What is your interconnect ?
Do you have Infiniband ?
Use this instead (the polytope is the best routing engine in RayPlatform):
-route-messages -connection-type polytope -routing-graph-degree 62
(from https://github.com/sebhtml/ray/blob/master/Documentation/Routing.txt )
>
> For k=31 the assembly succeeds in ~9h on 1,024 cores. If I try higher values
> of k (i.e. {41..81..10}), the run
> is exited by the scheduler after a day (max run time is one day). If I look
> at the log of the stdout it seems
> like only Rank 0 is doing something at the end. Here are are a couple of
> lines from the output:
>
Well, you are using a de Bruijn graph for routing your messages. A de Bruijn
graph is theoretically cool for routing messages,
but in practice it's very bad because it's not adaptative and it's just a pit
containing so many choke points.
From the manual https://github.com/sebhtml/ray/blob/master/MANUAL_PAGE.txt :
-connection-type type
Sets the connection type for routes.
Accepted values are debruijn, hypercube, polytope, group,
random, kautz and complete. Default is debruijn.
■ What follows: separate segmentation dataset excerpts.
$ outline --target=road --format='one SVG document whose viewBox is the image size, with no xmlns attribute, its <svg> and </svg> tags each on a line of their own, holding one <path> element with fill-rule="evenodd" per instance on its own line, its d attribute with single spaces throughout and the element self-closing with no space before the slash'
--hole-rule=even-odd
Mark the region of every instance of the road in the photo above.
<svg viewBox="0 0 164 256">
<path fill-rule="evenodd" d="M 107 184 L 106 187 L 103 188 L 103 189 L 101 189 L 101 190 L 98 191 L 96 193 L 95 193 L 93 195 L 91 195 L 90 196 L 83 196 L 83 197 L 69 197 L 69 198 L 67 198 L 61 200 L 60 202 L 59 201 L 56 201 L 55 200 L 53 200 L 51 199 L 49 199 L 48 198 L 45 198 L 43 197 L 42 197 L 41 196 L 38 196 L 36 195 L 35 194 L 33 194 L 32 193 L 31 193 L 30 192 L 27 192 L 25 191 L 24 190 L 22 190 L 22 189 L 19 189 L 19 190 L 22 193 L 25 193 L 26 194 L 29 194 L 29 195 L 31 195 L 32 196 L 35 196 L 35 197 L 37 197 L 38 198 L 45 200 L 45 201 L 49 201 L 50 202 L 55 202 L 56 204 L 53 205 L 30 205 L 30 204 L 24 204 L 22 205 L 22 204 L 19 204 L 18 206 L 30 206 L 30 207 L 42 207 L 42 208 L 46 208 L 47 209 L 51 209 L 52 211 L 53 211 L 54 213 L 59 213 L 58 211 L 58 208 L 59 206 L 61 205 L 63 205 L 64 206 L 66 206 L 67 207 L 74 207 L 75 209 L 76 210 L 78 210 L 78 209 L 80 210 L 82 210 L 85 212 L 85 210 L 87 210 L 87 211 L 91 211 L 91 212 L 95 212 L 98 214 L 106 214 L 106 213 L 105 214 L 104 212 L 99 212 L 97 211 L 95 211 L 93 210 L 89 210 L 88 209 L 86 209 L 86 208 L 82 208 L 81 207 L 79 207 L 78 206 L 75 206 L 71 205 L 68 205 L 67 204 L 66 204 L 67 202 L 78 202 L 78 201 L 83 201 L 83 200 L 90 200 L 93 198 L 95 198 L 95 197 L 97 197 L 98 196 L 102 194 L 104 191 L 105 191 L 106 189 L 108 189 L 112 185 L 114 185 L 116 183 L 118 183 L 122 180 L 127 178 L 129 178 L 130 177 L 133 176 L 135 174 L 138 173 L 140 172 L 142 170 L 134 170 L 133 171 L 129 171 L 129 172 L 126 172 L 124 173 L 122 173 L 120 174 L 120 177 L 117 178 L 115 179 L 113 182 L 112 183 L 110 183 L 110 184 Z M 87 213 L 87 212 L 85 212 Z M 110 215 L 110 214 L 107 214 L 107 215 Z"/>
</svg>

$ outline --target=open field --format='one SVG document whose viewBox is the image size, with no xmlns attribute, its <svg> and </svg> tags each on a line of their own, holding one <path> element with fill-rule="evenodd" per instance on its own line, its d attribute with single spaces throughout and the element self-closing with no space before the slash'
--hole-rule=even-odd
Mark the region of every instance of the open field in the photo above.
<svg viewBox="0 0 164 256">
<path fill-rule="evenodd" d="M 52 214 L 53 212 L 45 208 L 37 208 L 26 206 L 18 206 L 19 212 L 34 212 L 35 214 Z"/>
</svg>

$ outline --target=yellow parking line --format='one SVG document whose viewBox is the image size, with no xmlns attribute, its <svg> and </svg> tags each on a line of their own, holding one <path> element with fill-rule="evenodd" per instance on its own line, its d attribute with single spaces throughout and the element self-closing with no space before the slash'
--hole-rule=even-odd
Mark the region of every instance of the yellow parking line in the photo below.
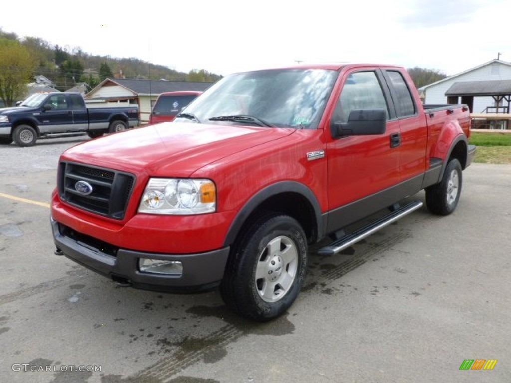
<svg viewBox="0 0 511 383">
<path fill-rule="evenodd" d="M 14 200 L 14 201 L 19 201 L 20 202 L 25 202 L 26 203 L 31 203 L 33 205 L 37 205 L 39 206 L 42 206 L 43 207 L 50 207 L 49 203 L 45 203 L 44 202 L 39 202 L 37 201 L 32 201 L 32 200 L 27 200 L 26 198 L 20 198 L 19 197 L 16 197 L 16 196 L 11 196 L 9 194 L 4 194 L 4 193 L 0 193 L 0 197 L 3 197 L 5 198 L 9 198 L 11 200 Z"/>
</svg>

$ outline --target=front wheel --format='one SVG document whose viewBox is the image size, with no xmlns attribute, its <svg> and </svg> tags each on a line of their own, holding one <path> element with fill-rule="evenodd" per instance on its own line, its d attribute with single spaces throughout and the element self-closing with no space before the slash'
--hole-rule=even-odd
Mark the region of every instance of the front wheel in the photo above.
<svg viewBox="0 0 511 383">
<path fill-rule="evenodd" d="M 110 126 L 108 127 L 108 132 L 110 133 L 117 133 L 118 132 L 122 132 L 127 129 L 128 129 L 128 126 L 126 125 L 126 123 L 119 119 L 111 122 Z"/>
<path fill-rule="evenodd" d="M 449 161 L 442 180 L 426 189 L 426 204 L 433 214 L 448 216 L 456 209 L 461 193 L 461 165 L 456 158 Z"/>
<path fill-rule="evenodd" d="M 18 146 L 33 146 L 37 139 L 37 133 L 30 125 L 19 125 L 14 129 L 12 138 Z"/>
<path fill-rule="evenodd" d="M 288 216 L 266 216 L 234 244 L 220 285 L 222 297 L 244 317 L 270 320 L 296 299 L 307 268 L 307 242 L 299 224 Z"/>
</svg>

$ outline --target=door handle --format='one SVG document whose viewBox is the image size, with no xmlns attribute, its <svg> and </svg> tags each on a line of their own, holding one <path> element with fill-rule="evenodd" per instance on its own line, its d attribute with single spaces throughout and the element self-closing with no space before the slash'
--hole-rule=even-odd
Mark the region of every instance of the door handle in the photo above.
<svg viewBox="0 0 511 383">
<path fill-rule="evenodd" d="M 390 135 L 390 147 L 396 148 L 401 145 L 401 135 L 394 133 Z"/>
</svg>

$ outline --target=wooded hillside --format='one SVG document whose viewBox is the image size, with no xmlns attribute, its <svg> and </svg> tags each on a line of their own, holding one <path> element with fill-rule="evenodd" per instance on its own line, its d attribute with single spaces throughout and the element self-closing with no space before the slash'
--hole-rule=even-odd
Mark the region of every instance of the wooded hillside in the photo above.
<svg viewBox="0 0 511 383">
<path fill-rule="evenodd" d="M 90 90 L 106 77 L 208 82 L 222 78 L 203 69 L 184 73 L 132 57 L 94 55 L 83 52 L 79 47 L 59 46 L 38 37 L 19 38 L 15 33 L 4 32 L 0 28 L 0 39 L 3 39 L 15 40 L 25 47 L 35 62 L 34 75 L 48 78 L 59 90 L 81 82 L 87 83 Z"/>
</svg>

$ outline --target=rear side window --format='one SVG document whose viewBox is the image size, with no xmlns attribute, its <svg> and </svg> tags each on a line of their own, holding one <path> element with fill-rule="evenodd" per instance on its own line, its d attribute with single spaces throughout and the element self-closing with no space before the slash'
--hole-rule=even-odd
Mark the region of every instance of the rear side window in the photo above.
<svg viewBox="0 0 511 383">
<path fill-rule="evenodd" d="M 196 94 L 160 96 L 153 108 L 153 114 L 175 116 L 196 98 Z"/>
<path fill-rule="evenodd" d="M 71 102 L 71 109 L 83 109 L 85 107 L 83 99 L 80 94 L 70 94 L 69 99 Z"/>
<path fill-rule="evenodd" d="M 397 96 L 396 104 L 398 109 L 396 110 L 398 116 L 404 117 L 415 114 L 415 107 L 413 99 L 405 79 L 403 78 L 403 75 L 399 72 L 392 70 L 387 71 L 387 74 Z"/>
</svg>

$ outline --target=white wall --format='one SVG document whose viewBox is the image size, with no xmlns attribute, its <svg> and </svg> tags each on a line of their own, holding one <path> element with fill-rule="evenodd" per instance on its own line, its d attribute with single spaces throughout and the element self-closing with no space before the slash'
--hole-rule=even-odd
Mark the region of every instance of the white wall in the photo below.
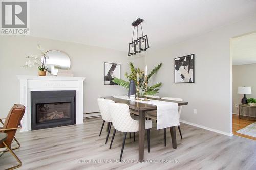
<svg viewBox="0 0 256 170">
<path fill-rule="evenodd" d="M 36 68 L 24 68 L 25 57 L 40 55 L 37 43 L 45 50 L 65 52 L 71 60 L 71 70 L 75 76 L 85 77 L 84 113 L 99 111 L 99 96 L 127 94 L 123 87 L 103 85 L 103 63 L 121 64 L 121 78 L 129 71 L 128 63 L 144 67 L 144 58 L 129 58 L 127 52 L 30 36 L 0 36 L 0 117 L 5 117 L 14 103 L 19 103 L 19 82 L 17 75 L 37 74 Z M 138 55 L 137 55 L 138 56 Z"/>
<path fill-rule="evenodd" d="M 161 81 L 161 96 L 180 97 L 188 102 L 181 119 L 229 134 L 232 132 L 232 63 L 230 39 L 256 30 L 256 16 L 220 28 L 187 41 L 151 51 L 146 64 L 162 67 L 154 78 Z M 174 58 L 195 54 L 195 83 L 174 83 Z M 231 73 L 230 73 L 231 71 Z M 193 109 L 197 109 L 197 114 Z"/>
<path fill-rule="evenodd" d="M 241 103 L 244 95 L 238 94 L 238 87 L 243 86 L 251 88 L 251 94 L 246 94 L 247 99 L 256 98 L 256 64 L 233 66 L 233 113 L 238 114 L 234 105 Z"/>
</svg>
> Rank 0 is counting k-mers in sequence reads [51200001/249559758]
> Speed RAY_SLAVE_MODE_ADD_VERTICES 4909 units/second
> Estimated remaining time for this step: 11 hours, 13 minutes, 27 seconds
>
> This keeps going while only Rank 0 is outputting. The final message says
> there are 30 minutes left for k=41. For 51 and 61 it is around 10-20h left
> and for k=71 and k=81 it is about an hour again.
You should definitely use the polytope. It has no choke points, and routes are
adaptative (i.e. messages between A and B will use several paths).
> Does it only use Rank 0 at this step because this step can only be done by
> one core or is the graph that Rank 0 contains highly complex or something?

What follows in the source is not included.